第28話 中型種巡洋艦型との戦い3 『それだけはダメだ!マスター!!』

 中型種巡洋艦型の後部に降り立ったアルマに全てのアモスからの攻撃がピタッと止まる。

 小型種突撃型は彼女の周りを回りながらも一切の攻撃をしてこない。


 それも当たり前の話だ。


 アルマの足の下にいる存在こそが彼らの一番上位の存在だからだ。


『マスター。あと五メートルほど左です』

「う~ん、この辺かな? 腰ミノ」

『ハミングバードです。はいドンピシャです』


 中型種巡洋艦型の周りを所在なさげに漂っているアモスたちは、機械の身でありながらどこか戦々恐々とした雰囲気を醸し出しながらアルマの一挙手一投足をセンサーで見守っていた。
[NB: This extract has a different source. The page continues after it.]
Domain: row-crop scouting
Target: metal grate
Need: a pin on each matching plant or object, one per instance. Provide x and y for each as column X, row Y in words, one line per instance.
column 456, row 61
 そんな彼らの前でアルマの乗るXIKU-25Cは長刀を振り上げて、勢いよく装甲板に叩き付けようとしていた。


◇◇◇◇◇◇◇◇◇◇


「それにしても不思議だね、腰ミノ」

『私の呼び方には同意しませんが、マスターの疑問には肯定します。言い遅れましたがハミングバードです』


 その直後。

 アルマは切り裂いた装甲板の隙間からあろう事か中型種巡洋艦型の中に入り込んでいた。


「だって、ここなんて機動騎士ガーディアンが通ることを想定したような空間だもんねっ」


 そして入り込んだ後に周りを見渡す。

 

 そこには機動騎士ガーディアン三騎が通れる様な空間が八百メートルの中型種巡洋艦型を縦に貫くように広がっている。

 もちろん照明などなく真っ暗な空間だったが、暗視装置が起動したセンサーを通した外の光景は昼以上の明るさでアルマの網膜に投影されていた。


『このような空間は機械にとって全く意味のない――いえ、むしろマイナスになりかねないデッドスペースです』


 そして宇宙空間にいる時とはちがい、自分の脚部で一歩一歩硬質な床材を踏みしめて進むXIKU-25C。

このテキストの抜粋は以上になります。